The band finish their preliminary medley. The luminaries, however, have still not arrived. The musicians strike up again. Stefano tells me that the fellow with the dramatic manner with the cymbals and the big moustache is known as II Pesce, The Fish, apparently because of the harelip his moustache is hiding. But everybody has a nickname here. Michele recently told me that he is known as Fax. Partly because the Italians pronounce Parks as Pax, and partly because Michele once tried to explain to his friends that his father had bought a machine that sent paper through the telephone.

Stefi turns round to tell me that her favourite member of the band is a very plump chap with cheeks like two big salad tomatoes. I try to draw her attention to the handsome, earnest young clarinettist with his polished black hair and shining eyes, but Stefi is adamant.

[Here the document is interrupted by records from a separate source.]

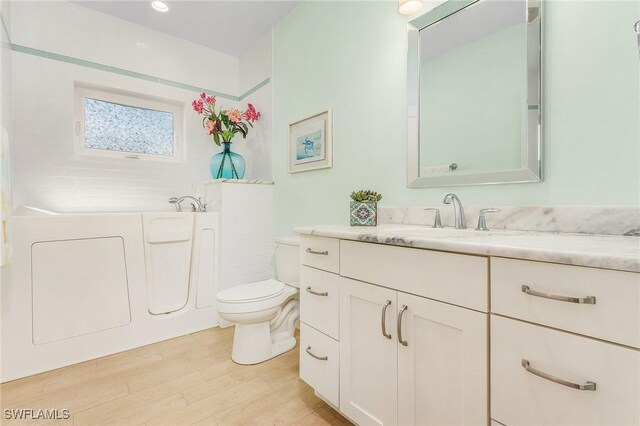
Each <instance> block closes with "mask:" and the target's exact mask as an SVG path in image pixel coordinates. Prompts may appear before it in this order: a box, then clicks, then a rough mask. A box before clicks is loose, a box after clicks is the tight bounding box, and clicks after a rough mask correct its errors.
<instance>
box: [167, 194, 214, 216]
mask: <svg viewBox="0 0 640 426" xmlns="http://www.w3.org/2000/svg"><path fill="white" fill-rule="evenodd" d="M186 199H189V200H191V211H194V212H206V211H207V205H206V204H204V203H203V202H202V199H201V198H200V197H198V198H196V197H192V196H191V195H184V196H182V197H180V198H177V197H171V198H169V203H171V204H174V205H175V206H176V211H179V212H181V211H182V206H181V205H180V203H182V202H183V201H184V200H186Z"/></svg>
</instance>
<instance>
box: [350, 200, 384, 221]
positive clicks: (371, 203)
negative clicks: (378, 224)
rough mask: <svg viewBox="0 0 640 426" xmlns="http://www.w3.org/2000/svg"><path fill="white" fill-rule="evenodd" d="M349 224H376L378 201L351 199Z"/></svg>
mask: <svg viewBox="0 0 640 426" xmlns="http://www.w3.org/2000/svg"><path fill="white" fill-rule="evenodd" d="M350 216H351V226H376V225H377V224H378V203H377V202H376V201H351V215H350Z"/></svg>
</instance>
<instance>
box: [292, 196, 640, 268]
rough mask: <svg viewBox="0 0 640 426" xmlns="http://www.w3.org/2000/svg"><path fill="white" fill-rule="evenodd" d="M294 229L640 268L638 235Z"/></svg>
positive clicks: (411, 225)
mask: <svg viewBox="0 0 640 426" xmlns="http://www.w3.org/2000/svg"><path fill="white" fill-rule="evenodd" d="M447 207H448V206H447ZM487 220H489V219H487ZM443 222H444V221H443ZM489 223H490V222H489ZM445 226H446V225H445ZM489 227H490V228H491V225H490V226H489ZM295 231H296V232H298V233H300V234H304V235H315V236H320V237H330V238H340V239H346V240H354V241H367V242H373V243H381V244H389V245H396V246H405V247H416V248H425V249H433V250H444V251H457V252H464V253H471V254H478V255H487V256H500V257H510V258H518V259H527V260H537V261H542V262H554V263H562V264H567V265H579V266H590V267H593V268H604V269H617V270H621V271H632V272H640V240H639V239H638V238H637V237H627V236H617V235H589V234H569V233H551V232H533V231H515V230H495V231H485V232H483V231H476V230H475V229H473V227H470V228H468V229H453V228H444V229H433V228H431V227H430V226H428V227H425V226H416V225H397V224H382V225H378V226H377V227H367V228H362V227H349V226H317V227H297V228H295Z"/></svg>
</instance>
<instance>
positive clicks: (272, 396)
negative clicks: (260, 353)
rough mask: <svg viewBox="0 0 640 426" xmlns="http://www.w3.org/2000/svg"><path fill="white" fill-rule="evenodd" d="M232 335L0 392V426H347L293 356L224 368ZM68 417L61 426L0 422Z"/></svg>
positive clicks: (57, 372) (177, 346)
mask: <svg viewBox="0 0 640 426" xmlns="http://www.w3.org/2000/svg"><path fill="white" fill-rule="evenodd" d="M232 340H233V328H227V329H220V328H212V329H209V330H205V331H201V332H199V333H194V334H190V335H187V336H182V337H178V338H175V339H171V340H167V341H164V342H160V343H155V344H153V345H149V346H144V347H141V348H136V349H132V350H130V351H126V352H121V353H118V354H115V355H110V356H107V357H104V358H99V359H96V360H91V361H87V362H83V363H81V364H76V365H72V366H69V367H65V368H60V369H58V370H53V371H48V372H46V373H42V374H38V375H35V376H31V377H26V378H24V379H20V380H15V381H12V382H8V383H4V384H2V385H1V386H0V406H1V407H2V413H0V415H2V417H0V423H2V424H3V425H5V424H7V425H9V424H20V425H27V424H39V425H44V424H48V423H54V424H58V425H63V424H75V425H103V424H104V425H107V424H109V425H142V424H150V425H191V424H208V425H285V424H296V425H342V424H350V423H349V422H348V421H347V420H345V419H344V418H343V417H342V416H340V414H338V413H337V412H335V411H334V410H333V409H331V408H330V407H329V406H327V405H326V404H325V403H324V402H323V401H322V400H320V399H319V398H317V397H316V396H315V395H314V393H313V390H312V389H311V388H310V387H309V386H307V385H306V384H305V383H304V382H302V381H301V380H300V379H299V378H298V367H299V361H298V354H299V350H298V348H296V349H294V350H291V351H289V352H287V353H286V354H283V355H280V356H278V357H276V358H274V359H271V360H269V361H267V362H264V363H262V364H258V365H253V366H241V365H237V364H235V363H234V362H233V361H231V355H230V351H231V343H232ZM5 409H34V410H37V409H59V410H62V409H67V410H69V412H70V415H71V416H70V418H69V419H68V420H49V421H47V420H31V421H30V420H16V421H9V420H6V419H5V418H4V410H5Z"/></svg>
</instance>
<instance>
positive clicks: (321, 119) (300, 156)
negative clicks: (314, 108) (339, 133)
mask: <svg viewBox="0 0 640 426" xmlns="http://www.w3.org/2000/svg"><path fill="white" fill-rule="evenodd" d="M331 130H332V127H331V108H327V109H326V110H324V111H321V112H319V113H317V114H313V115H310V116H308V117H305V118H303V119H301V120H298V121H296V122H294V123H291V124H289V142H288V150H287V154H288V156H289V173H298V172H306V171H310V170H318V169H326V168H330V167H332V166H333V150H332V148H333V147H332V137H331V136H332V134H331V133H332V131H331Z"/></svg>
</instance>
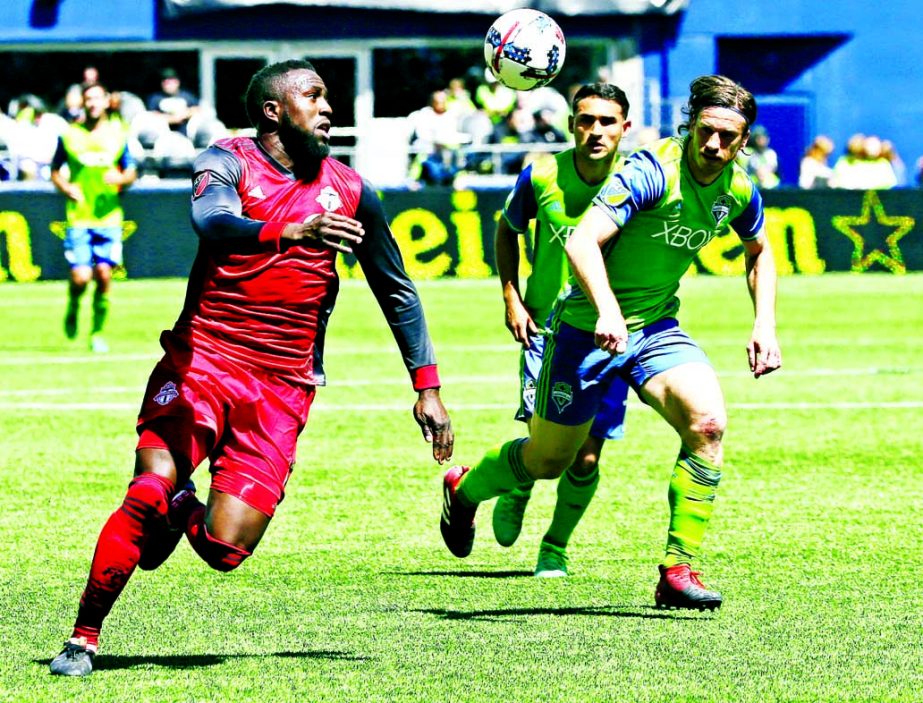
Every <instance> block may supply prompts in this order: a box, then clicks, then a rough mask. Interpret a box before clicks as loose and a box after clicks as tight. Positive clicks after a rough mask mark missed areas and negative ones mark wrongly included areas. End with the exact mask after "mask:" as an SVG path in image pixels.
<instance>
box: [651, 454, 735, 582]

Finally, the bigwigs are all assembled at the top of the steps: the head of the parents’ representatives, the president of the district, the headmistress, the priest, two teachers, and a local politician who is councillor for traffic in Verona.

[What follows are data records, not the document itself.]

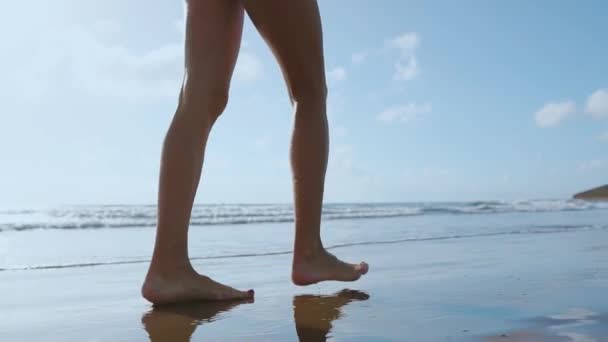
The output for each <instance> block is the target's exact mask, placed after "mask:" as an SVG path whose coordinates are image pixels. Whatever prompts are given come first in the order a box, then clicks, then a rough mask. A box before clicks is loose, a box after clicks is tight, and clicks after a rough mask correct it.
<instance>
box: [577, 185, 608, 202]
mask: <svg viewBox="0 0 608 342" xmlns="http://www.w3.org/2000/svg"><path fill="white" fill-rule="evenodd" d="M574 198H576V199H583V200H592V201H608V184H607V185H604V186H600V187H597V188H594V189H591V190H587V191H583V192H580V193H578V194H576V195H574Z"/></svg>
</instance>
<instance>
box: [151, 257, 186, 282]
mask: <svg viewBox="0 0 608 342" xmlns="http://www.w3.org/2000/svg"><path fill="white" fill-rule="evenodd" d="M193 272H196V271H195V270H194V267H192V264H190V261H189V260H188V261H185V262H184V261H179V262H171V261H167V260H164V261H162V262H161V261H157V260H154V258H153V259H152V262H151V263H150V268H149V269H148V276H154V277H157V278H163V279H170V278H175V277H179V276H181V275H184V274H189V273H193Z"/></svg>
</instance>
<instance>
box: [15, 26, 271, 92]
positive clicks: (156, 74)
mask: <svg viewBox="0 0 608 342" xmlns="http://www.w3.org/2000/svg"><path fill="white" fill-rule="evenodd" d="M121 32H122V28H121V26H120V25H119V24H117V23H114V22H111V21H98V22H95V23H92V24H91V25H90V26H89V27H82V26H73V27H66V28H62V29H56V30H49V31H46V32H42V33H41V34H40V35H39V37H38V41H37V42H36V43H34V46H33V48H32V50H33V53H31V54H30V55H29V56H28V58H26V59H22V60H21V61H20V62H19V64H18V65H17V66H16V67H15V68H14V70H12V73H11V74H10V75H9V77H10V78H11V79H12V81H13V82H11V83H13V84H15V86H16V88H17V89H16V91H17V92H18V93H19V94H21V96H28V97H34V98H35V97H39V96H44V95H47V94H48V93H49V92H52V91H54V90H55V89H75V90H76V91H79V92H85V93H88V94H93V95H96V96H106V97H113V98H119V99H125V100H131V101H136V100H141V99H146V100H154V99H159V100H162V99H167V98H177V95H178V93H179V86H180V83H181V79H182V76H183V64H184V62H183V51H184V46H183V41H182V40H181V39H176V41H173V42H171V41H170V42H167V43H165V44H159V45H157V46H155V47H151V48H148V49H135V48H131V47H129V46H125V45H122V44H120V43H117V42H115V39H116V37H120V36H121ZM182 39H183V37H182ZM113 40H114V41H113ZM262 74H263V72H262V63H261V62H260V61H259V59H258V58H257V57H256V56H255V55H253V54H251V53H249V52H242V53H241V55H240V56H239V60H238V62H237V65H236V69H235V73H234V78H235V80H237V81H252V80H257V79H258V78H259V77H260V76H261V75H262Z"/></svg>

The parents’ representative kicks off. It is desperately important, he says, gripping a red microphone and after almost no preliminaries, that we citizens come along to give support to ‘one of those very few public institutions that are still sound.’ The reference to the political scandals that recently led to the collapse of Verona’s local government is clear enough and would be deeply embarrassing, one imagines, for the councillor, who is implicated, if only people were paying attention. But they’re not. I can see Silvio’s and Francesco’s heads together, no doubt over the interminable Balkan crisis. And Iacopo has now taken something from his pocket to show it to an attractive young mother. On official occasions Italians come out of a sense of politeness, and to be part of lo spettacolo , but not to listen. The headmistress’s speech suggests why.

Like Maestra Elena, the headmistress wears a dark tailleur with a brightly fluffy cravat and has a hairstyle reminiscent of early Thatcher days: medium wavy and lacquered to death. But any possible likeness to the Iron Lady dissolves when it comes to performance. She takes the microphone, smiles nervously, almost trips over the wire, then gets hopelessly tangled. The parents’ representative has to crouch down to sort her out, unwrapping the wire from around her white tights. Then after a few words of nervous welcome, she moves the thing too far from her mouth, so that one has that curious effect of illusion interrupted, as when an opened door allows light into a cinema. Her voice is suddenly natural and distant and touchingly incomprehensible. Again the representative, who appears to be the factotum of the event, springs to her aid.

‘I’m so emozionata ,’ she apologises, which is to say, at once excited and nervous and moved. A very Italian word. ‘After all, it’s not every day that one celebrates the centenary of one’s school, is it?’

Nobody laughs at this delightful truism, for once again nobody is paying attention.